I just want to say thank you to you all. This is such a scary time for me, and I feel like you have held my hand and gave me reassurance and guidance that I really needed. At home with my children, who are not little children but teenagers, I feel I can't really express fear or sadness. I don't want them to be any more hurt than they already are. To be able to come here and vent and ask questions is really so helpful to me. So thank you again, from the bottom of my heart. :)

Re: It's official
 

Sorry to hear about your biopsy results. You have definitely found the right forum to help you through your treatment. These ladies(and a few men) are very supportive and will give you some good advice along the way. Make sure you ask a lot of questions (on here as well as with your oncologist). Best wishes. ~Greg

Re: It's official
 

The tips about Zertec and Zantac for the neulasta side effects work! Also, you will get a metal taste in your mouh from the carbo that will ruin the taste of eveything. Switch to plastic utencils, paper plates (some stoneware has metal in it), plastic cups and switch from canned drinks and foods to plastic cans. It really helped. Also, Biotene makes mouthwash, toothpaste and gel for mouth sores. They are a life saver if you get dry mouth and sores. When your hair starts falling out your scalp will be tender and sore so I wore a terrycloth turbanto bed to reduce the friction.
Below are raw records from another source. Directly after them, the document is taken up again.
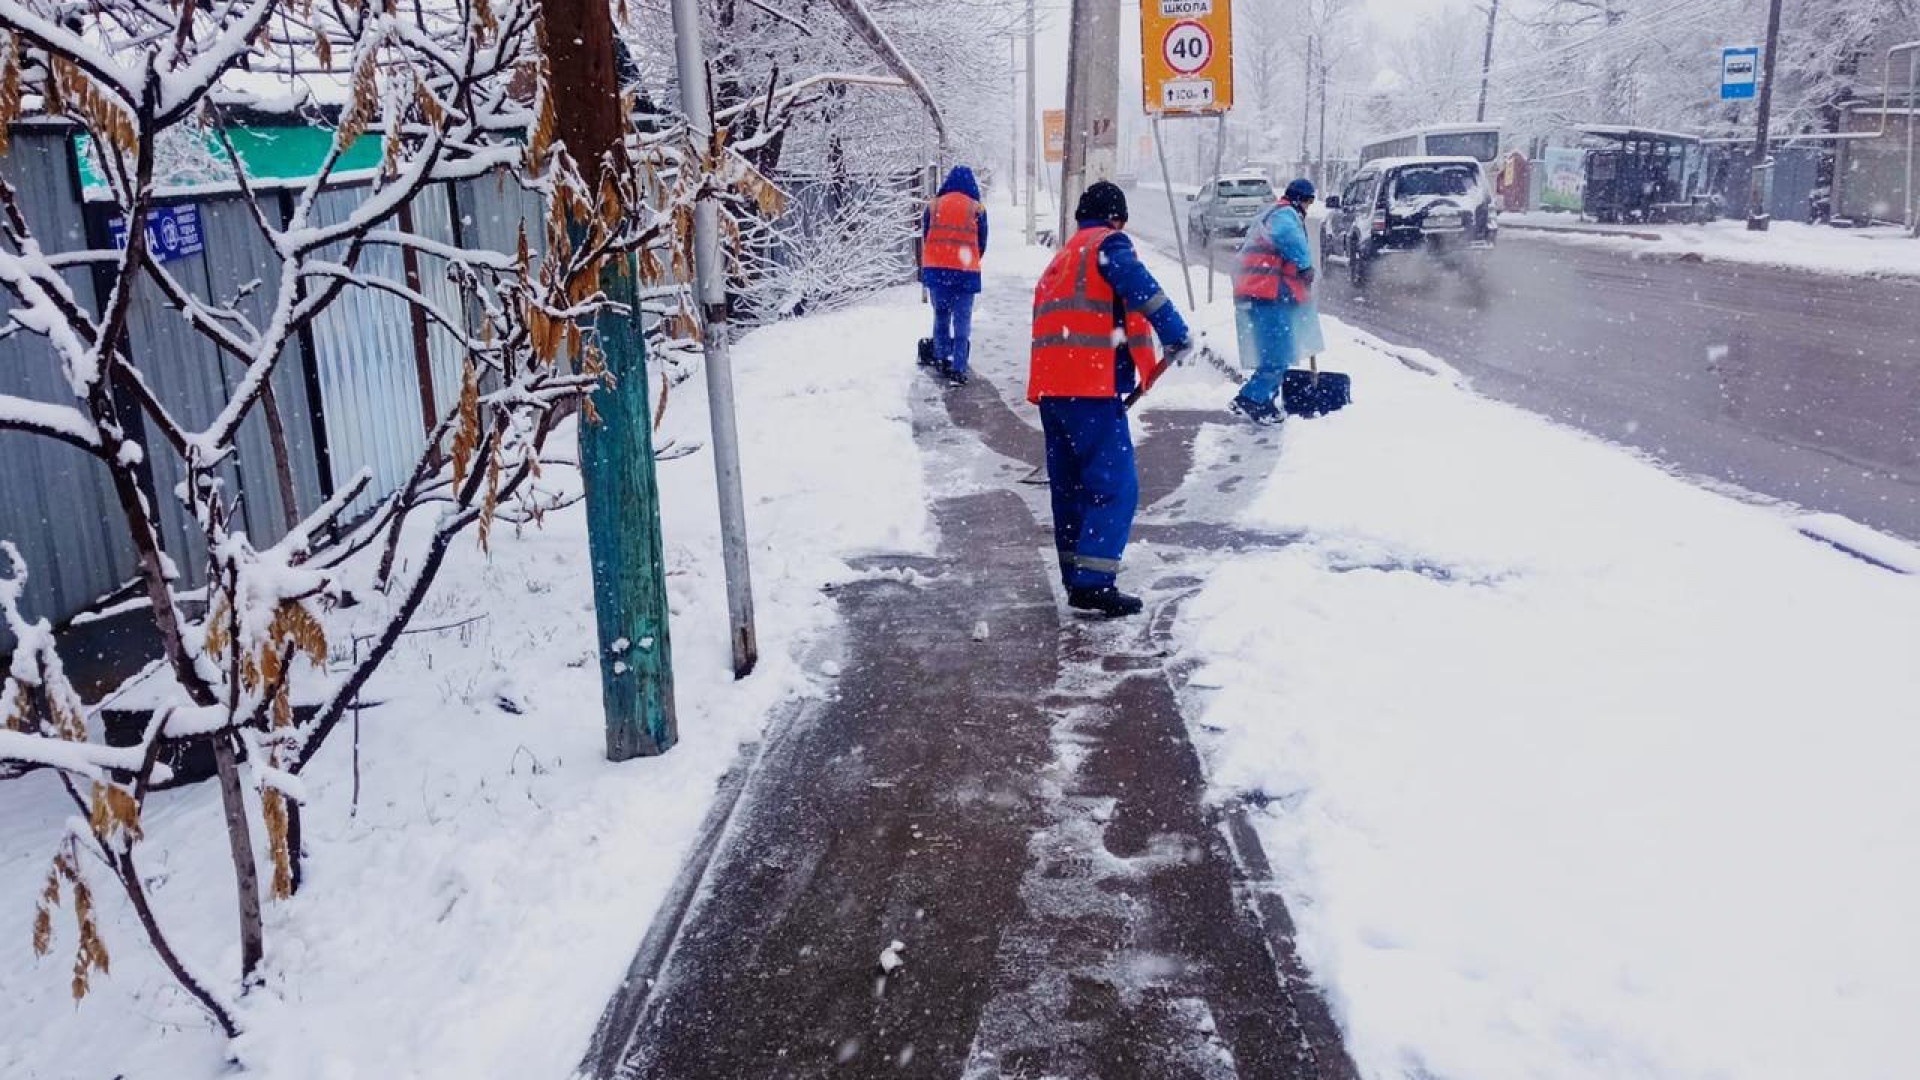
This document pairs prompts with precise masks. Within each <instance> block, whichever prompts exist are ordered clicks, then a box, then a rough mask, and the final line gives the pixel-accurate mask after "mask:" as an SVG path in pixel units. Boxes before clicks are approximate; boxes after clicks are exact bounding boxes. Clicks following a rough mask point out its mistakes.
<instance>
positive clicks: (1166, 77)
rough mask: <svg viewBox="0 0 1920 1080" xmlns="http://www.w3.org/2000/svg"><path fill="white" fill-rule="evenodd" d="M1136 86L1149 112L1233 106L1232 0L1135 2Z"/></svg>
mask: <svg viewBox="0 0 1920 1080" xmlns="http://www.w3.org/2000/svg"><path fill="white" fill-rule="evenodd" d="M1140 88H1142V94H1144V100H1142V104H1144V106H1146V111H1148V115H1215V113H1223V111H1227V110H1231V108H1233V0H1140Z"/></svg>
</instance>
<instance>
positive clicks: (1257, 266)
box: [1233, 204, 1308, 304]
mask: <svg viewBox="0 0 1920 1080" xmlns="http://www.w3.org/2000/svg"><path fill="white" fill-rule="evenodd" d="M1292 209H1294V208H1290V206H1284V204H1283V206H1275V208H1273V209H1269V211H1267V213H1261V215H1260V223H1258V225H1254V227H1252V229H1248V233H1246V244H1242V246H1240V271H1238V273H1235V275H1233V298H1235V300H1281V286H1283V284H1284V286H1286V300H1290V302H1292V304H1306V302H1308V282H1306V281H1302V279H1300V267H1296V265H1294V263H1290V261H1286V259H1284V258H1283V256H1281V250H1279V248H1275V246H1273V231H1271V229H1267V221H1269V219H1271V217H1273V215H1275V213H1290V211H1292Z"/></svg>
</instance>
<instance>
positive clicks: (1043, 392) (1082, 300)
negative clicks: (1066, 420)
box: [1027, 229, 1160, 402]
mask: <svg viewBox="0 0 1920 1080" xmlns="http://www.w3.org/2000/svg"><path fill="white" fill-rule="evenodd" d="M1112 234H1114V229H1081V231H1079V233H1075V234H1073V238H1071V240H1068V246H1066V248H1062V250H1060V254H1058V256H1054V261H1052V263H1048V265H1046V273H1043V275H1041V284H1039V286H1037V288H1035V290H1033V367H1031V371H1029V375H1027V400H1029V402H1039V400H1041V398H1112V396H1114V394H1116V392H1117V386H1116V371H1114V369H1116V356H1114V354H1116V350H1119V348H1121V344H1125V348H1127V356H1129V357H1131V359H1133V369H1135V371H1137V373H1139V377H1140V386H1142V388H1144V386H1152V384H1154V379H1158V375H1160V357H1156V356H1154V327H1152V323H1148V321H1146V315H1140V313H1139V311H1127V313H1125V315H1121V302H1119V296H1117V294H1116V292H1114V286H1112V282H1108V281H1106V275H1102V273H1100V265H1098V263H1100V244H1102V242H1104V240H1106V238H1108V236H1112ZM1121 327H1125V336H1121V334H1119V332H1117V331H1119V329H1121Z"/></svg>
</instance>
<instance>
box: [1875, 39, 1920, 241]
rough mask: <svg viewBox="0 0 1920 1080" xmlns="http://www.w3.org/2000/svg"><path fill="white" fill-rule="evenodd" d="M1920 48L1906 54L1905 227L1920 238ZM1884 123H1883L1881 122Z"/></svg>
mask: <svg viewBox="0 0 1920 1080" xmlns="http://www.w3.org/2000/svg"><path fill="white" fill-rule="evenodd" d="M1916 85H1920V48H1916V50H1912V52H1908V54H1907V227H1908V229H1912V231H1914V236H1920V209H1916V208H1920V200H1916V198H1914V119H1916V117H1914V111H1920V94H1914V86H1916ZM1882 123H1885V121H1882Z"/></svg>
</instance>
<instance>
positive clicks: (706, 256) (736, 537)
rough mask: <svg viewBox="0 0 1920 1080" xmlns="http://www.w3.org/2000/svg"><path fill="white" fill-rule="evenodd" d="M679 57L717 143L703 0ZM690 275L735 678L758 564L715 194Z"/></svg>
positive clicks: (687, 78)
mask: <svg viewBox="0 0 1920 1080" xmlns="http://www.w3.org/2000/svg"><path fill="white" fill-rule="evenodd" d="M674 60H676V65H678V69H680V111H682V113H685V117H687V136H689V142H691V144H693V146H695V148H697V150H699V152H703V154H705V152H708V148H710V146H712V133H714V121H712V100H710V98H708V96H707V50H705V48H703V44H701V6H699V0H674ZM693 279H695V290H697V292H699V302H701V323H703V325H705V346H707V413H708V417H710V425H712V436H714V486H716V490H718V498H720V561H722V563H724V565H726V607H728V630H730V632H728V638H732V644H733V678H745V676H747V675H751V673H753V665H755V663H758V659H760V642H758V638H756V636H755V626H753V569H751V565H749V561H747V507H745V498H743V496H741V480H739V427H737V425H735V419H733V356H732V344H730V342H728V332H730V331H728V298H726V259H724V258H722V254H720V202H718V200H714V198H712V196H710V194H708V196H703V198H701V200H699V202H697V204H695V206H693Z"/></svg>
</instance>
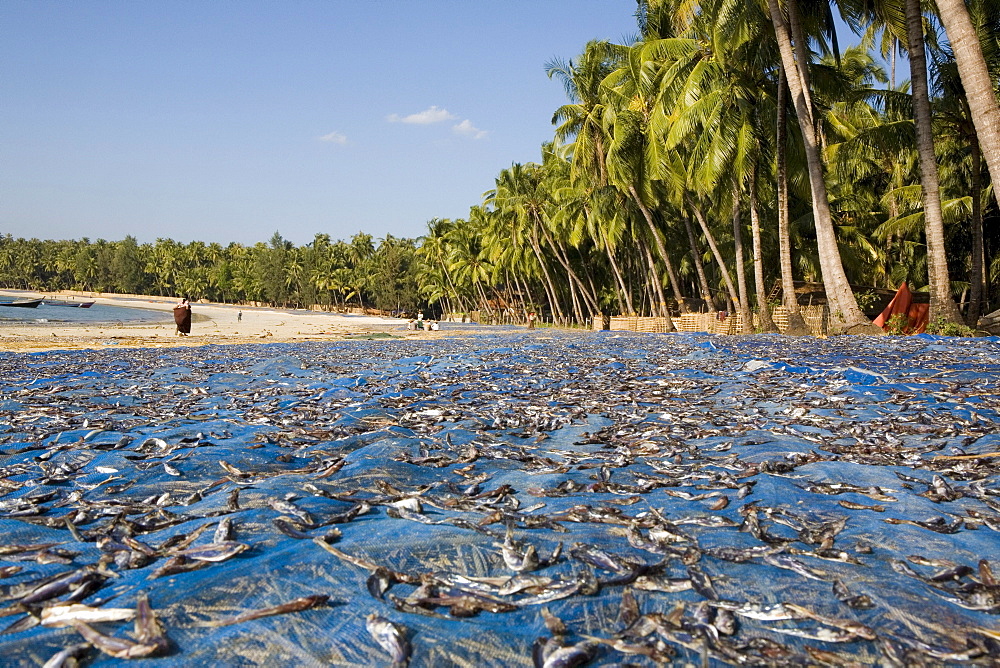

I had chronic nosebleeds daily when the hairs in my nose fell out. Be careful about infection. My ENT gave me an antibiotic ointment to apply and it felt soothing. Also, a coolmist humidifier in my room at night helped out with the overall dryness of my skin as did aloe vera bathoil and Eucerin lotion products. Your eyes may run alot but still use artificial tears for relief. And enough can't be said about stool softeners! Good luck--you'll make it. 6 rounds of TCH eradicated my liver mets as well as the malignant nodes. It works.

Re: It's official
 

I understand your feelings about wearing brave face around your children. Mine were in college but living at home. I hid my fears from them b/c I didn't want to scare them esp since I totally believed I would go into remission. I wanted to be an example of how to deal with adversity and share my faith in God's plan for us. As their mother I still needed to protect them and many people told me how proud the boys were of my courage.

However, we are only human and there were a couple of meltdowns around them and a couple of "roid rages" where I was not very nice. But on balance they understood those were the exceptions and caused by decadron and chemo brain. So, if it happens, don't beat yourself up. When those happened they understod it wasn't the real me and instead of being offended they were by my side comforting me.